The #1 DDx pitfall: NF is misdiagnosed as cellulitis in up to 50–70% of initial presentations. Key differentiators: NF has pain out of proportion, haemorrhagic bullae, skin anaesthesia, failure to respond to antibiotics, and systemic toxicity disproportionate to skin findings.

Red flags that distinguish NF from cellulitis: Pain out of proportion, haemorrhagic bullae, crepitus, dishwater discharge, skin hyposensitivity/anaesthesia, failure to improve on IV antibiotics, systemic toxicity.

"Pain out of proportion" DDx: NF, gas gangrene, compartment syndrome, acute limb ischaemia, mesenteric ischaemia.

NF vs Gas Gangrene: Fascia vs muscle; polymicrobial/GAS/Vibrio vs C. perfringens; leucocytosis vs no neutrophilia; dishwater pus vs brownish liquid with gas bubbles.

Perineal NF (Fournier's): DDx includes testicular torsion, epididymitis, incarcerated hernia, perianal abscess, HSP.

Mortality 20–75% if not treated promptly; 46% of HK patients required amputation [1].

High Yield Summary — Diagnosis of NF

  1. NF is a CLINICAL DIAGNOSISclinical diagnosis [1] based on: disproportionate pain, toxic appearance, low platelet count, and clinical stage progression [1].

  2. Finger probe test = bedside gold standard: lack of bleeding, foul smelling dishwater pus, minimal tissue resistance to finger dissection [1][3].

  3. LRINEC score ≥ 8 = high risk [3]. Variables: CRP (4 pts), Hb (2 pts), WCC (2 pts), Na (2 pts), Cr (2 pts), glucose (1 pt). Maximum 13. But a low score does NOT rule out NF — clinical suspicion overrides.

  4. Imaging: CT is preferred emergently (gas, non-enhancing fascia); MRI is most sensitive but time-consuming. XR can show linear streak of gas [3] in gas gangrene. Never delay surgery for imaging.

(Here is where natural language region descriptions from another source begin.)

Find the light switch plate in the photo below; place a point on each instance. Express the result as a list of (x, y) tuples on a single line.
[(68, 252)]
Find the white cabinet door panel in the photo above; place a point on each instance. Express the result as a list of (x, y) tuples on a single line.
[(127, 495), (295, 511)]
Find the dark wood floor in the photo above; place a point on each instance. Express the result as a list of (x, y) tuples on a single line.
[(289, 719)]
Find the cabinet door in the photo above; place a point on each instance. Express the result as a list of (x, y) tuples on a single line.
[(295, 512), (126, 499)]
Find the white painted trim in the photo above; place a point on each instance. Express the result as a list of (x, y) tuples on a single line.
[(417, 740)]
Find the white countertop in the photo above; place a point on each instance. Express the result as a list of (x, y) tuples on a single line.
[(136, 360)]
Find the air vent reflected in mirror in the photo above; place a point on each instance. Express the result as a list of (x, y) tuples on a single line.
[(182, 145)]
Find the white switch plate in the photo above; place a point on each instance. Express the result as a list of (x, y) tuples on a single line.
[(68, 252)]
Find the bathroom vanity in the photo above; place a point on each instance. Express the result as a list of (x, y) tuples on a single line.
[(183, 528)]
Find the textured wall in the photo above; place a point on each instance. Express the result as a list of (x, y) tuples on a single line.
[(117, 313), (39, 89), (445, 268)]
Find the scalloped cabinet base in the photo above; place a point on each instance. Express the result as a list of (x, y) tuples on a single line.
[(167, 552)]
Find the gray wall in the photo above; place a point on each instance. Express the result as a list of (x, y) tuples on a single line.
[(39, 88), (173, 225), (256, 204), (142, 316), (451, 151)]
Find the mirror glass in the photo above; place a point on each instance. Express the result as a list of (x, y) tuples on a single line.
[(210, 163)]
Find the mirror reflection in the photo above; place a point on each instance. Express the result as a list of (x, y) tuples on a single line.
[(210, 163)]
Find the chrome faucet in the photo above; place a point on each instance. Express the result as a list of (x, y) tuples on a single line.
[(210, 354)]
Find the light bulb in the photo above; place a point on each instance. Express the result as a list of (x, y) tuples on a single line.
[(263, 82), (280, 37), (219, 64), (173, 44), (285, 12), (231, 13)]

  5. Surgical exploration is the definitive diagnostic AND therapeutic intervention. Send deep tissue for Gram stain, C/ST, and histopathology.

  6. Gas gangrene clues: crepitus, no neutrophilia on CBC [3], linear gas on XR [3], foul brownish liquid with gas bubbles [5].

High Yield Summary — Management of NF

Two pillars: Aggressive debridement + IV broad-spectrum antibiotics [3]

Antibiotic regimens [4]:

  • Seawater/seafood → IV fluoroquinolone + IV amoxicillin-clavulanate
  • Cuts/abrasion/healthy adults → IV penicillin G + IV linezolid
  • Post-surgical polymicrobial → IV imipenem or IV meropenem
  • Gas gangrene → Augmentin + Flagyl [5]

Why add linezolid/clindamycin? Suppresses superantigen and exotoxin production — shuts off the toxin factory, not just kills bacteria.

Amputation indications (3D): Dead, Damage, Danger (NF, gangrene, ascending sepsis) [6]

Limb salvage vs amputation: Good health + not life-threatening + responsive to inotropes → salvage. Unremitting shock + myonecrosis + PVD + rapidly progressive → amputation [1].

Sequelae: 46% of HK patients required amputation; mortality 20–75% [1].

BKA is the most common amputation [6]; 90% walk again. AKA: 50% walk again [6].

Never delay surgery for imaging, HBOT, or any other investigation. Never give NSAIDs [1].

High Yield Summary — Complications of NF

Immediate/life-threatening: Sepsis → septic shock → MODS (leading cause of death); STSS (GAS with superantigens); DIC (low platelet count [1]); AKI (pre-renal + intrinsic + NSAID-induced [1]); rhabdomyolysis (myonecrosis → myoglobin → AKI + hyperkalaemia); ARDS.

Sequelae of delayed treatment [1]: Amputation in 46% of HK patients; mortality 20–75% [1].

Amputation complications [6]:

  • Early: bleeding, wound infection, phantom limb pain (Mx: amitriptyline, gabapentin), skin necrosis (poor stump perfusion)
  • Late: stump ulceration, stump neuroma, osteomyelitis, osteophyte formation, fixed flexion deformity, difficult mobilisation

Late / QoL complications: disfiguring scars, contractures, chronic pain, chronic wounds, psychological (PTSD, depression, body image).

Site-specific: Fournier's → urethral fistula, colostomy; Cervical → mediastinitis, airway compromise; Abdominal → hernia.

Key prognostic factors: Time to debridement (most important modifiable factor), truncal involvement, polymicrobial infection, STSS, comorbidities.